Times are interesting in social lending! The new portfolio manager has caused a bit of chaos and a lot of uncertainty, meaning that the market is actually very good currently for those who are looking for good deals manually. It’s also super easy to enter the market right now, since getting a lot of loans out quickly is doable due to the amount of people not using their portfolio managers.
January actually ended for me with the lowest amount of delayed loans for several months. It was a decent amount of recovery as well, so I can’t really complain. The biggest annoyance is the fact that the pie chart above is a lie! So many loans bounce now that the new manager has been activated that the “green” portion of your chart is showing absolute nonsense. As always, no fixes for the cash flow page either.
The amount invested is slowly climbing up, I’m hoping that this will make a real push in interest returns this year as well. January ended with 90,57€ earned in interests, meaning that while 100€ is out of reach for February since it’s a short month it might be possible in March, or definitely in April (at least combined with Moneyzen it will be reached.)

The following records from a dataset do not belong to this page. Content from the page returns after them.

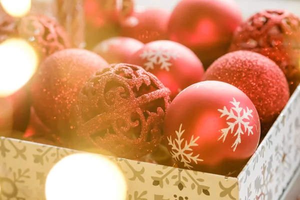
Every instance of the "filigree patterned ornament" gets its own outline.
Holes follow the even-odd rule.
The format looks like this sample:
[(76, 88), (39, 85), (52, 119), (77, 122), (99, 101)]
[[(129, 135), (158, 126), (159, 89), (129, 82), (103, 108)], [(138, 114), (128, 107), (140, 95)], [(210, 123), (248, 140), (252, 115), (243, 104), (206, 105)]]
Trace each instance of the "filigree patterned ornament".
[(112, 64), (82, 90), (78, 134), (120, 158), (136, 158), (160, 142), (170, 90), (142, 68)]
[(70, 47), (64, 27), (54, 18), (42, 14), (30, 14), (18, 24), (20, 36), (30, 42), (44, 59), (52, 54)]

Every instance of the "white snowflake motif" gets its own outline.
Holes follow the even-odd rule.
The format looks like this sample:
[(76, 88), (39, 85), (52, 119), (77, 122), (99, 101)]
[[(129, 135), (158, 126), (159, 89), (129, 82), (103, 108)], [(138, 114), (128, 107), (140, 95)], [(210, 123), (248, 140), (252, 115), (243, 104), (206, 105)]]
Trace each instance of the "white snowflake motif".
[[(234, 106), (230, 109), (230, 110), (228, 110), (225, 106), (222, 110), (218, 109), (218, 110), (222, 114), (221, 114), (221, 118), (224, 116), (228, 116), (226, 118), (226, 120), (230, 119), (234, 119), (234, 122), (228, 122), (227, 124), (228, 126), (228, 128), (220, 130), (220, 132), (222, 133), (222, 135), (219, 138), (218, 140), (223, 138), (224, 142), (230, 131), (230, 134), (232, 134), (234, 132), (234, 129), (236, 125), (238, 124), (238, 129), (234, 136), (236, 137), (236, 139), (231, 146), (234, 148), (234, 152), (235, 152), (238, 145), (241, 142), (240, 135), (244, 134), (244, 132), (242, 130), (242, 125), (244, 126), (245, 132), (247, 132), (247, 130), (248, 131), (248, 136), (250, 136), (250, 134), (253, 134), (253, 132), (252, 131), (253, 126), (249, 126), (249, 124), (250, 124), (249, 122), (244, 121), (244, 120), (250, 120), (250, 118), (249, 117), (253, 118), (253, 116), (252, 116), (252, 114), (251, 114), (253, 110), (250, 110), (248, 107), (246, 107), (246, 110), (245, 110), (244, 109), (240, 107), (240, 102), (236, 102), (234, 98), (233, 98), (233, 99), (234, 101), (230, 102), (234, 105)], [(242, 115), (241, 116), (242, 110), (243, 110), (243, 113)], [(237, 116), (234, 114), (234, 111), (236, 112)]]
[[(179, 130), (175, 132), (177, 135), (177, 138), (172, 140), (171, 136), (170, 136), (170, 138), (167, 137), (168, 141), (168, 144), (172, 146), (172, 151), (170, 153), (173, 158), (176, 160), (183, 163), (184, 166), (190, 170), (193, 167), (190, 164), (192, 162), (197, 164), (198, 161), (203, 161), (202, 160), (198, 158), (199, 157), (198, 154), (196, 156), (193, 156), (194, 152), (192, 152), (192, 150), (190, 148), (192, 146), (198, 146), (196, 142), (199, 139), (200, 137), (198, 136), (194, 139), (194, 136), (192, 136), (190, 142), (188, 143), (188, 141), (186, 140), (186, 142), (184, 144), (184, 146), (182, 148), (182, 144), (183, 144), (182, 143), (184, 138), (182, 138), (182, 136), (185, 130), (182, 130), (182, 124), (180, 124)], [(192, 152), (188, 154), (187, 152)]]
[(121, 44), (120, 39), (114, 38), (104, 41), (100, 44), (100, 48), (102, 52), (106, 52), (110, 48), (110, 46), (119, 45)]
[(175, 52), (170, 52), (170, 50), (158, 48), (151, 50), (145, 50), (140, 56), (142, 59), (147, 60), (147, 62), (144, 64), (146, 71), (154, 70), (154, 65), (159, 65), (160, 70), (165, 70), (169, 72), (170, 67), (172, 66), (170, 60), (172, 59), (177, 59), (179, 55)]

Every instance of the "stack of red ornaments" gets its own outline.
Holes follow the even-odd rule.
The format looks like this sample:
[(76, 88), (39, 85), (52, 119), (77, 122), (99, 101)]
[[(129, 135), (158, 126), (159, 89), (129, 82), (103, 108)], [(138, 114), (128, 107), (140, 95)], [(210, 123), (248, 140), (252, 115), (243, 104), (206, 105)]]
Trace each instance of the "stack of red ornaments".
[[(52, 44), (46, 32), (20, 32), (36, 37), (34, 46), (42, 46), (38, 50), (46, 58), (26, 86), (30, 100), (22, 102), (28, 104), (17, 100), (28, 98), (26, 92), (3, 100), (12, 100), (12, 110), (26, 112), (2, 112), (2, 129), (24, 132), (28, 122), (18, 122), (31, 114), (27, 130), (2, 135), (238, 174), (300, 82), (294, 44), (299, 43), (300, 20), (264, 10), (242, 22), (230, 0), (182, 0), (172, 13), (137, 10), (132, 0), (124, 1), (122, 9), (106, 2), (85, 1), (86, 23), (94, 28), (89, 34), (100, 34), (104, 24), (120, 29), (92, 38), (94, 52), (62, 50), (68, 47), (67, 37)], [(42, 24), (42, 30), (52, 23)], [(0, 36), (10, 36), (1, 32), (7, 24), (0, 24)], [(51, 30), (54, 38), (61, 36), (62, 29)], [(8, 116), (12, 125), (4, 127)]]

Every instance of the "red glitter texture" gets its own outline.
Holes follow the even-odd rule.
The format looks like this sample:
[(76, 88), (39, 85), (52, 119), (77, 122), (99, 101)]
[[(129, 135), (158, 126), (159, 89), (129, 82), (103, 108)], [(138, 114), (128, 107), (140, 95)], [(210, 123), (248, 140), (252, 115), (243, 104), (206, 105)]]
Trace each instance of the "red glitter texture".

The plan for this year is to hit at minimum 150€ in interest earned by December. That means a bigger investment push at the start of the year.
Since the new portfolio manager is a bit hyperactive when it comes to giving out money then I limited it to a fairly conservative strategy of giving out loans to only the five highest credit groups. I let it run all groups, but that ended up getting me way too many Spanish and Finnish loans. Once I rebalanced it and started picking loans by hand it balanced a bit better. Still, i have only 50% Estonian loans this month and 35% in Finnish loans and I’m OK with such a division. It’s sure though, that if you run the PM you will end up diversifying across the board in terms of countries. I’m generally OK with Finland since they’ve managed to get their risk assessment working, but I will be keeping away from most Spanish HR loans.
Definitely going to be an interesting year. Luckily some more dedicated people are starting to analyse the data set, giving us more confidence in the new credit model.